2015年03月09日 | ニューヨーク/ロンドン散策
 
 永年住んでいても意外に行った事がない観光名所というものが,街にはあるものだ。東京タワーやエッフェル塔。大阪なら通天閣。最近だと東京スカイツリーや阿倍野ハルカスもまだ行ってない。高い所は嫌いではないのだが..... ここニューヨークのエンパイアステートビルもその一つ。何時でも行ける、そのうち行こうと思って間に引っ越してしまい、旅行で来てやっと行ってきましたなんて。そんな所だ。
 
 55年前、当時ワシントンにいた父母が旅行で訪れたニューヨーク。エンパイアステートビルに登り撮影した写真が前から気になっていた。

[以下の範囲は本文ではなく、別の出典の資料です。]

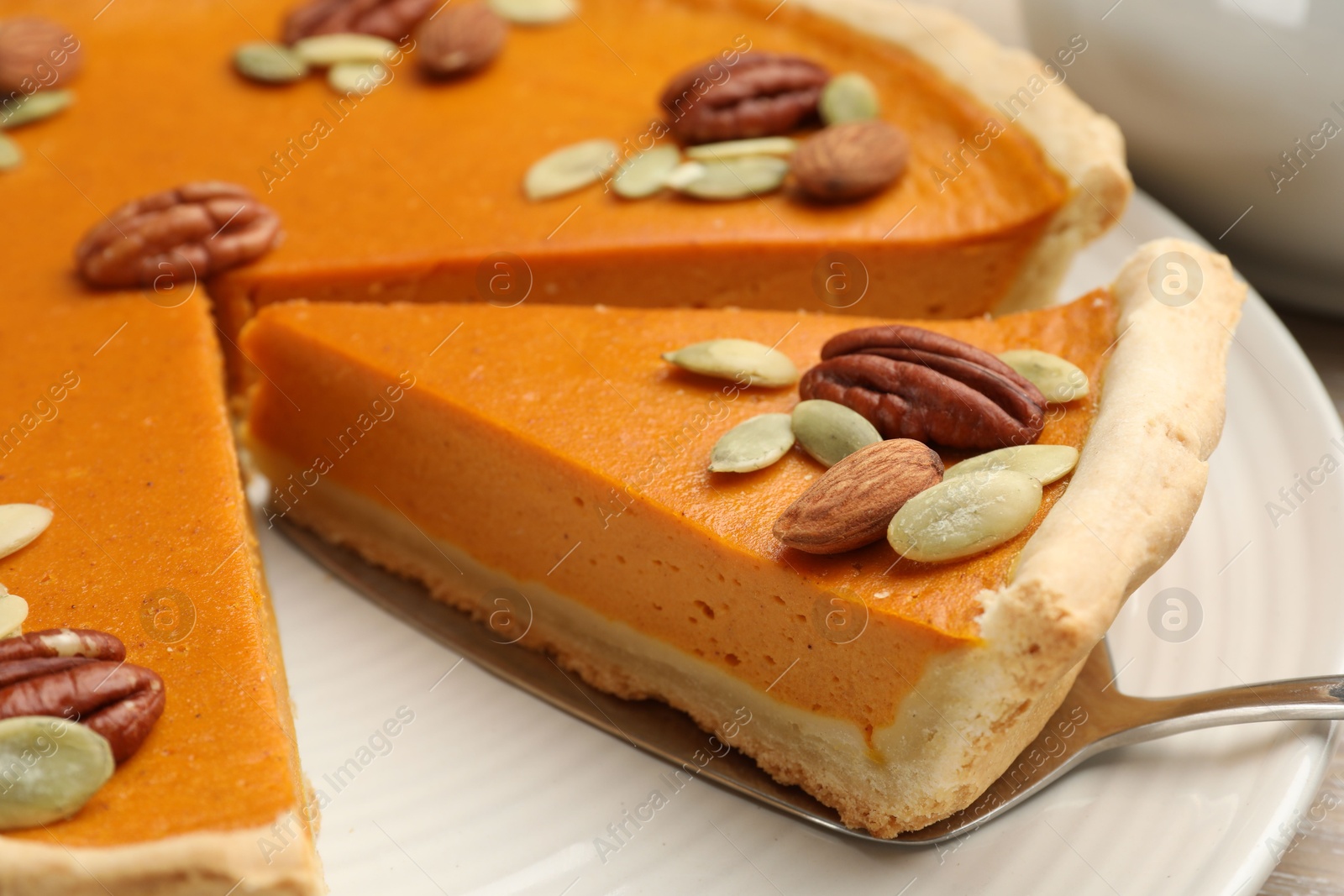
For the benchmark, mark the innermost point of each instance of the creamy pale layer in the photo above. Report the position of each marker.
(555, 443)
(405, 192)
(112, 416)
(890, 779)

あの時のアングルでニューヨークを見てみたい。現在のニューヨークを見てみたい。どのように変わったのか比較してみたい。今回の訪問で遂に実現した。
 
 55年前の父のカメラはCarl ZeissのContaflex Tessar 45mm. 当時流行りのレンズシャッター式一眼レフカメラだ。日本へも持ち帰り、子供の頃よく撮ってもらったものだ。シャッターがバッシャッと切れよく落ちると,ファインダーが真っ暗になる。ギロチンでバッサリやられたような感触だ。クロームメッキも美しい金属度120%の時代を感じさせるカメラだが,写真を見ても分かるように,素晴らしい解像度だ。テッサーのキレだ!現代のデジイチと遜色無い。フィルムはコダックのエクタクロームのリバーサル。こちらも素晴らしい発色!アナログメカニカルカメラ、銀塩フィルム時代のトップブランド同士の組み合わせだ。
 
 現在を写したカメラは最新のSONY α7II+Zeiss Vario Sonnar 24-75mm.ミラーレスフルサイズセンサの軽量デジタル一眼レフだ。こちらもさすが,キレのある写りと発色。時の流れとともに摩天楼都市ニューヨークの景色は変わっていたし、写真を取り巻くテクノロジーも変わったが、そこに写し出されたその時点でのリアリティーは、時空を越えて驚く程変わらない。写真とは「真」realityを「写す」モノであるという。そのサステーナビリティー。
 
(1)アップタウン方向
 
1960年
2015年
北方向を見るとGEビル,Central ParkとGeorge Washington Bridgeが見える。今は高層ビルが建ち並びどちらもよく見えなくなってしまった。こうして見ると昔から摩天楼の街ニューヨークと言われながらもミッドタウンの変貌ぶりがよくわかる。
 
 

(2)ダウンタウン方向

1960年
2015年
一見あまり変わらない様に見えるが、2003年9月11日、悲劇的な形でWTC Twin Towerビルが無くなって、いまその跡地にFreedom Towerが完成した。55年の間にこうした景観の激変があった訳だが。。。自由の女神が右上に微かに見える。現在の写真の下部にはFlat Iron Bldgが見える。中間のVillage辺りは古い街並を残している。
 
 
 
(3)ハドソン川方向
 
1960年
2015年
Hudson川はなんとか見える。George Washington Bridgeはビルに遮られてしまった。55年前に比べてミッドタウンは高層ビルが増えた。Park Westの高級住宅街はなんとか街並景観を維持しているようだ。
 
 
(4)イーストリバー方向
 
1960年
 
2015年
East Riverサイド。国連ビルは見えているが、当時の高級アパートTudor City は今もあるがビルに囲まれて見えなくなっている。三本煙突の火力発電所Power Stationは取り壊された。我がアパートHorizonはそのすぐ隣だ。Midtown Tunnel の出入り口が見える。対岸のQueensにも高層ビルが増えた。
 
 
(5)グランドセントラル駅
 
1960年
2015年
Grand Central Terminal. 黒くて煤けた外装は奇麗になった。隣のホテル(Hyatt)は建替えられたんだ。Chrysler BLDGの昔のまま。今年はグラセン開業100周年。東京駅赤煉瓦ビルも100周年。両駅は姉妹駅だそうだ。グラセンではJapan Weekのイベントが開催されていた。